Sida : en Afrique du Sud, des distributeurs de médicaments dans les townships de Johannesburg

Un habitant du township d\'Alexandra, à Johannesburg, le 22 avril 2019 (illustration) 
Un habitant du township d'Alexandra, à Johannesburg, le 22 avril 2019 (illustration)  (KATE BARTLETT / DPA)

Des distributeurs d’un nouveau genre ont fait leur apparition dans certains townships de Johannesburg. Il ne s’agit pas de retirer de l’argent mais des médicaments, en majorité des antirétroviraux. L’Afrique du Sud est le pays le plus touché par le VIH.

Ces distributeurs, inédits sur le continent, permettent aux patients de gagner un temps précieux pour récupérer leurs médicaments, et d’ainsi éviter les lenteurs du système de santé sud-africain. La machine est identique à un distributeur bancaire. "Vous scannez votre carte, vous entrez votre mot de passe, explique le pharmacien Taffy Chinamhora, dans le township d'Alexandra. Vous pouvez ensuite choisir votre prescription et voir de quoi il s’agit, ou alors vous pouvez appeler un pharmacien en direct.
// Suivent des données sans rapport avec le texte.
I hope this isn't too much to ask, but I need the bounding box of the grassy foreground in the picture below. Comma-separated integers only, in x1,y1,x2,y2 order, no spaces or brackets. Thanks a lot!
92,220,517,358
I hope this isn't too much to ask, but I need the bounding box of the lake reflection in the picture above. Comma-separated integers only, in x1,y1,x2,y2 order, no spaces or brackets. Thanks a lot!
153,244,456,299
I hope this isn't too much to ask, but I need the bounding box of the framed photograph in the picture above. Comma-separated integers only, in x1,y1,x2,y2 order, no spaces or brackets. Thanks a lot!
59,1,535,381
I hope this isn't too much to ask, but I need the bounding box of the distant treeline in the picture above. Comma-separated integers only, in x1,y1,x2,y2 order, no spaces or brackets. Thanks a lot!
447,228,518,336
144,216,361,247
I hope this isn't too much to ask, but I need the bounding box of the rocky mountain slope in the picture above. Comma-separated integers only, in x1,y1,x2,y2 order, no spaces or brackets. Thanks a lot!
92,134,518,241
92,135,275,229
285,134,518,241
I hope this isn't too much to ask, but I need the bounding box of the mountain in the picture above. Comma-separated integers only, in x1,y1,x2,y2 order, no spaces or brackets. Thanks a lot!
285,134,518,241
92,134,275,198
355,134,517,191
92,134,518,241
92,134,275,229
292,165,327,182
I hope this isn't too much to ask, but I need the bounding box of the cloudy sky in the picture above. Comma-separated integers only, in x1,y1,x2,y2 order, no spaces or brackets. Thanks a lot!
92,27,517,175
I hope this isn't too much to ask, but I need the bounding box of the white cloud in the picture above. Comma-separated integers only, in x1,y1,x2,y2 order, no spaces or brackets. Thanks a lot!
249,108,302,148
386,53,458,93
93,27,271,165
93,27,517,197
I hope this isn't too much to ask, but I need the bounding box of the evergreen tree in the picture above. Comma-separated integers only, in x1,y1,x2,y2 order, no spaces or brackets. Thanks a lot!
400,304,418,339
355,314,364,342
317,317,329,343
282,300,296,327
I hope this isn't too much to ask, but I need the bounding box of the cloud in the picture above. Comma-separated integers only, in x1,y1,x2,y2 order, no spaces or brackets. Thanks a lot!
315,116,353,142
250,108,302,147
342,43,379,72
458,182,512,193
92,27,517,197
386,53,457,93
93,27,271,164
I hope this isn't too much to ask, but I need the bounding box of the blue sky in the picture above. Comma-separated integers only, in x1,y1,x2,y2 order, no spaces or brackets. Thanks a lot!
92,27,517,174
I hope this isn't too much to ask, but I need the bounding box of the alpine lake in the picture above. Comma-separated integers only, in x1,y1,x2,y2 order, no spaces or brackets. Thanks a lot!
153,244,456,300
Là, vous voyez, la pharmacienne est en train de finaliser la procédure. Mais avant de me donner les médicaments, elle va me poser quelques questions de sécurité."

Résultat : le patient reçoit son traitement en trois minutes. Une révolution pour Thabo. Jusqu'à présent, récupérer son traitement était synonyme pour lui d’absence au travail. "À la clinique, on attend souvent entre 5 et 6 heures, ici ça ne prend que trois minutes. Donc avant je n’allais pas au travail, car si vous attendez six heures, vous n’avez pas le temps de travailler. Ce qui veut dire qu’une journée par mois vous devez être absent." 

C’est super ! C’est rapide et il n’y a pas de stress… C’est mieux que d’aller à la clinique.Christine, utilisatrice depuis six mois

Les machines existantes sont toutes situées dans les townships, principalement une question d’accessibilité : "C’est dans les townships qu’on trouve le plus de personnes aux faibles revenus, et ce sont elles qui utilisent le système public de santé, dit le pharmacien Taffy Chinamhora. Dans les quartiers aisés, les gens ont des assurances maladie donc vont plutôt aller dans les hôpitaux privés".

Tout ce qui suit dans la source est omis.